The model follows complex editing instructions while preserving unedited regions, making it particularly effective for multi-step and reference-guided image editing workflows.

Key Features:
- Edit based on exact instructions: Supports global edits, local edits, text editing, and reference guide editing with strong terminology understanding.
- Strong consistency protection: Maintains layout, texture, color tone and identity of subjects in unedited regions, even with multi-layered edits.
- Bilingual editing support: Handles both Chinese and English characters, enabling wider accessibility and use cases.
- State-of-the-art open source performance: Delivers SOTA results in an open-source image editing model with improved performance.
- Text rendering optimization: Uses special character-level encoding for quoted text, enabling more accurate text generation within images.
# 5. STEP1X-EDIT-V1P2
STEP1X-EDIT-V1P2 An Argument is an enhanced open source image editing model designed to improve instructional understanding and editing accuracy. Powered by step-by-step AI, it introduces spatial reasoning capabilities through structure to think And reflection Mechanism. This allows the model to interpret complex or abstract editing instructions, carefully apply the changes, and then review and correct the results before finalizing the output.
As a result, STEP1X-EDIT-V1P2 achieves strong performance on benchmarks such as ChrisBench and GedtBench, especially in scenarios that require precise, multi-dimensional editing.
Key Features:
- Logical Image Editing: Uses clear thinking and reflection steps to better understand instructions and reduce unannounced changes.
- Strong benchmark performance: Open source image editing models provide competitive results on ChrisBench and GedtBench.
- Better understanding of instructions: Excel to handle summary, detailed, or multipart editing prompts.
- Reflection based optimization: Reviews edited outputs to fix errors and decide when editing is complete.

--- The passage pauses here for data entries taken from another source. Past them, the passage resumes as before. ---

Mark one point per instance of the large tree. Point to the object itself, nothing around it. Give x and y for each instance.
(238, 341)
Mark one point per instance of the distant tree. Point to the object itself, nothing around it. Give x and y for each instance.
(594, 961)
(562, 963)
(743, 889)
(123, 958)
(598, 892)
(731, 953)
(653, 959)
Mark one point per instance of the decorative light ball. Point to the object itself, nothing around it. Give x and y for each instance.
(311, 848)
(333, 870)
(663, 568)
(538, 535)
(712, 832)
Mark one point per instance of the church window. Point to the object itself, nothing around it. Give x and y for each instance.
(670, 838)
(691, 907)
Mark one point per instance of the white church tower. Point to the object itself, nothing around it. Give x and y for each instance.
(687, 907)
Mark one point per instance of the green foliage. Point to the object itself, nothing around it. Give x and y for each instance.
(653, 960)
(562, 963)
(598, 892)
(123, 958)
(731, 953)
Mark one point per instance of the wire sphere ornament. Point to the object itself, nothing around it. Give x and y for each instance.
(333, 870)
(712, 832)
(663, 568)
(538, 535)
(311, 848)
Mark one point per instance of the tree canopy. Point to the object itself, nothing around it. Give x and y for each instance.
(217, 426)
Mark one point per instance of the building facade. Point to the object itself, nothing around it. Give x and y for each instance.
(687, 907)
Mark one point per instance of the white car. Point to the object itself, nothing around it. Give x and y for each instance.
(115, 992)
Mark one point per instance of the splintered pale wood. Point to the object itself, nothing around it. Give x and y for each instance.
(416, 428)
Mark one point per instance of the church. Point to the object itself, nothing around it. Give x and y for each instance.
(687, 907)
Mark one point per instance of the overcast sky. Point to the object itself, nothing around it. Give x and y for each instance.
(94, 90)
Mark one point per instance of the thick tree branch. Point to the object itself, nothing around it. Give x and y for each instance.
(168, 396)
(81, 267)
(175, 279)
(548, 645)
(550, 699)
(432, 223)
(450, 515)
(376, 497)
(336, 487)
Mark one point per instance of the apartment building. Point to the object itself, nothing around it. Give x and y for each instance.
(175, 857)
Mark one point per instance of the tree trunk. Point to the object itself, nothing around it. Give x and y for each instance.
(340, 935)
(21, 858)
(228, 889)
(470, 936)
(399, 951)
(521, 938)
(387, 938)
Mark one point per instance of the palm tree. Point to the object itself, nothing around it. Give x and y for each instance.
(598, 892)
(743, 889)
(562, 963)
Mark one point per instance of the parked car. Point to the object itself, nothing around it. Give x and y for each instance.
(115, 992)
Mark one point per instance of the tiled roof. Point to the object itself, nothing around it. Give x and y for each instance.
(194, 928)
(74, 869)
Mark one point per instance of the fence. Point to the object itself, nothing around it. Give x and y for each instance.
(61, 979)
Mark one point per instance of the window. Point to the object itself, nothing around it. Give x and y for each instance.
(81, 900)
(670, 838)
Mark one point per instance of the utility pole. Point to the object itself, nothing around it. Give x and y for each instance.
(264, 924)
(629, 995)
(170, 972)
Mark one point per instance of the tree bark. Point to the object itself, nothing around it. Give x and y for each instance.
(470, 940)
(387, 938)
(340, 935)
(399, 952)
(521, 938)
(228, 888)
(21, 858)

- Research-based and scalable: Designed for experimentation, with multiple modes that trade off speed, accuracy and depth of reasoning.
# Final thoughts
Open source image editing models are rapidly maturing, offering creators and developers serious alternatives to closed tools. Now they combine speed, consistency, and fine-grained control, making it easy to experience and deploy advanced image editing.
Models at a glance:
- Flux 2 (clean) 9b Focus on high-quality generation and flexible modification in a single, immovable foundation model.

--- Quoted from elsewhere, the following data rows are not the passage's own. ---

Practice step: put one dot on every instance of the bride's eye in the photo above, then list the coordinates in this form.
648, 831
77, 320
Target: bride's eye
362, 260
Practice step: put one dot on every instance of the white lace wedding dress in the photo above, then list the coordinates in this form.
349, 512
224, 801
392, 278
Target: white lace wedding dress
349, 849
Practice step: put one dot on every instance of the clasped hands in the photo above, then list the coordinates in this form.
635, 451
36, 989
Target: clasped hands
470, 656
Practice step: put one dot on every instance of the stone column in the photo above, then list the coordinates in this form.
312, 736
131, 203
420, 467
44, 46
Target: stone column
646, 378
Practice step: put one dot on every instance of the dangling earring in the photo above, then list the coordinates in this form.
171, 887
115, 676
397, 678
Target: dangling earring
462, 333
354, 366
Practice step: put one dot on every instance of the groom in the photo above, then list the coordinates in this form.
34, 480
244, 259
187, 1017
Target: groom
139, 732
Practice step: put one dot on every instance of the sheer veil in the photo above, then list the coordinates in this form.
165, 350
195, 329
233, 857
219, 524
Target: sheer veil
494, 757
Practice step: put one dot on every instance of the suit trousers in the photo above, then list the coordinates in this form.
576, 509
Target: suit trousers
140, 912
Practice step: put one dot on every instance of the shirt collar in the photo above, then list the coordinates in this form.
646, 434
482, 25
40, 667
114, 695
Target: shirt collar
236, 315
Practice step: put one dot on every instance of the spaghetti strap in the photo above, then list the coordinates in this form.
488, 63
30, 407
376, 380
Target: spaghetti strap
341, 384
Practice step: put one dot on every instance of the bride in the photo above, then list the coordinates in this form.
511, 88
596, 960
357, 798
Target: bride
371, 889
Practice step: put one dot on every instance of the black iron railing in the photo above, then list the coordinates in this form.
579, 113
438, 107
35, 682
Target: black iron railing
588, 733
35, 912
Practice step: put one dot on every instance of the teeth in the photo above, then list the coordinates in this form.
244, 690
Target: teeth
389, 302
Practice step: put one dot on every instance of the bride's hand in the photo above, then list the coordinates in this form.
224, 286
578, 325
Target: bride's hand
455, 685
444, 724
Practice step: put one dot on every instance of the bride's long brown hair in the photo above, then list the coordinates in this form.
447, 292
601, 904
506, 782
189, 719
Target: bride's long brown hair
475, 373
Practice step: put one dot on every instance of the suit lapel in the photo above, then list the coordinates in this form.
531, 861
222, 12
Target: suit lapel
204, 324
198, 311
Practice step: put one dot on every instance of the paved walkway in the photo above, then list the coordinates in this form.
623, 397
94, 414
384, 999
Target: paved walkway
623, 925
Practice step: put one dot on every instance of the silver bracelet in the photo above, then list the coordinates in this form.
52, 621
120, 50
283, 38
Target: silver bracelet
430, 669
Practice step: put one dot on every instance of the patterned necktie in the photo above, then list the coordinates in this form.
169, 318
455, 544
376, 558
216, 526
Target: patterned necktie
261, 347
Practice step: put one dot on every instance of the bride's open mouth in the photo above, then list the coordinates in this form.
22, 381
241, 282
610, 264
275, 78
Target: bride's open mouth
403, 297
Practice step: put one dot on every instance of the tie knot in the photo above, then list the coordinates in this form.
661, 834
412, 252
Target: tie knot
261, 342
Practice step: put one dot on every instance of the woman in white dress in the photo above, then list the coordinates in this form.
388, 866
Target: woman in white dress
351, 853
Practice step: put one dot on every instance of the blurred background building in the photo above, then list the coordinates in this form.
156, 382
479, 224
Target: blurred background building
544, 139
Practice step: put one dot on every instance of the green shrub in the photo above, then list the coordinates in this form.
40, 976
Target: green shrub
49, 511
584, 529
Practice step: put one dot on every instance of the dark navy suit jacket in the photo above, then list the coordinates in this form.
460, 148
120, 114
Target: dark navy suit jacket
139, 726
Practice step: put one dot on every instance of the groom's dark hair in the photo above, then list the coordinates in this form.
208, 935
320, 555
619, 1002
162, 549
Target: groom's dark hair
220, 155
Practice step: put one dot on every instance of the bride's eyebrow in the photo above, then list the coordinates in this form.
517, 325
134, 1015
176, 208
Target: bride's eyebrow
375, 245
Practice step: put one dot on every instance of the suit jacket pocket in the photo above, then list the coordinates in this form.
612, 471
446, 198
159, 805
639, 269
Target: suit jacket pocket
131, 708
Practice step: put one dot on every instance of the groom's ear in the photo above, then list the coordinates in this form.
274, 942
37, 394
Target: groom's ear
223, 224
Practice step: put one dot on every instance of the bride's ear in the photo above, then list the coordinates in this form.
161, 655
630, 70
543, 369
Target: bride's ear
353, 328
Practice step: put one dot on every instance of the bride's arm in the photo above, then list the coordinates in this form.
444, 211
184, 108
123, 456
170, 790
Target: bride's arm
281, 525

- Kevin Image-Edit-2511 Stands out for consistent, structure-aware edits, especially in multi-dimensional and design-heavy scenarios.
- Flux 2 (Giant) Turbo Laura Prioritizes speed delivering robust results in real-time with minimal inference steps.

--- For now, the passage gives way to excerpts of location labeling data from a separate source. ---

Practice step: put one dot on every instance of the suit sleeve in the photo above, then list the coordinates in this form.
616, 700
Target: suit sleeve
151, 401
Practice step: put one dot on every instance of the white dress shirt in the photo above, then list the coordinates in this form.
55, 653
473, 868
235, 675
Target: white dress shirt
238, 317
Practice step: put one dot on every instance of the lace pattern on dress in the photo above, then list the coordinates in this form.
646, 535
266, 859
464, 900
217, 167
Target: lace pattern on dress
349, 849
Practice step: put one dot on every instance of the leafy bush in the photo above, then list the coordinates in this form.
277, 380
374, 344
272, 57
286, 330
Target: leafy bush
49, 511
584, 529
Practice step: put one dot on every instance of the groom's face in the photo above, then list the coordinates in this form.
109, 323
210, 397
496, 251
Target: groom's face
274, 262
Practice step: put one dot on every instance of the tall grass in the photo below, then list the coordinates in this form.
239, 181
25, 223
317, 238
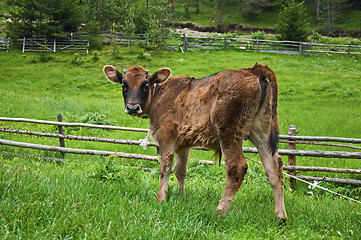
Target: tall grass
90, 197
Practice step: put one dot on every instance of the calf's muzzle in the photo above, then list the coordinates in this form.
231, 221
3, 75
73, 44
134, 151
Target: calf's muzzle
133, 109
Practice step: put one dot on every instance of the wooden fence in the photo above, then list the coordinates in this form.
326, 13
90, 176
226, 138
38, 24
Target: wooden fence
185, 43
291, 139
5, 44
42, 44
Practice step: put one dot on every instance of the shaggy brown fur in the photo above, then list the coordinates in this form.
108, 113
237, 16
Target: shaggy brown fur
217, 112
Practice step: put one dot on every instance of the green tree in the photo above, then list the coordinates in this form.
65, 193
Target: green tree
43, 17
129, 26
293, 24
158, 32
252, 8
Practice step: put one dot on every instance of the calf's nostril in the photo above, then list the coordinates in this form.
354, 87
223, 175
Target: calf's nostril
132, 109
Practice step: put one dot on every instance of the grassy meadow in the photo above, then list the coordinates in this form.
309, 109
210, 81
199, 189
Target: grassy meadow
92, 197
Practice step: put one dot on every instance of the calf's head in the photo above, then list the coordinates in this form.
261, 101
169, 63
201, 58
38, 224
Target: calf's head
137, 85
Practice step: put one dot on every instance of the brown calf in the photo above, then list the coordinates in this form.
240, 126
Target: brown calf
217, 112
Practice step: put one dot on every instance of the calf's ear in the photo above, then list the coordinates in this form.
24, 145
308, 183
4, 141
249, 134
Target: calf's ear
112, 74
160, 76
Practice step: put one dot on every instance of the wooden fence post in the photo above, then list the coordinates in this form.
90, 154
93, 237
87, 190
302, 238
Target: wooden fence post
184, 42
61, 131
8, 46
292, 131
24, 45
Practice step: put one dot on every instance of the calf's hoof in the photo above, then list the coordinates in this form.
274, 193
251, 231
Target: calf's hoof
282, 221
161, 197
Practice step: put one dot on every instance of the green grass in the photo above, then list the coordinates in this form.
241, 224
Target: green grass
104, 198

- Longcat Image Edit Excel at precise, instruction-driven edits while preserving visual consistency across multiple turns.
- STEP1X-EDIT-V1P2 Takes image editing further by adding reasoning, and letting the model think through complex edits before finalizing the model.
Abid Ali Owan For centuries.@1abidaliawan) is a certified data scientist professional who loves building machine learning models. Currently, he is focusing on content creation and writing technical blogs on machine learning and data science technologies. Abid holds a Master’s degree in Technology Management and a Bachelor’s degree in Telecommunication Engineering. His vision is to create an AI product using graph neural networks for students with mental illness.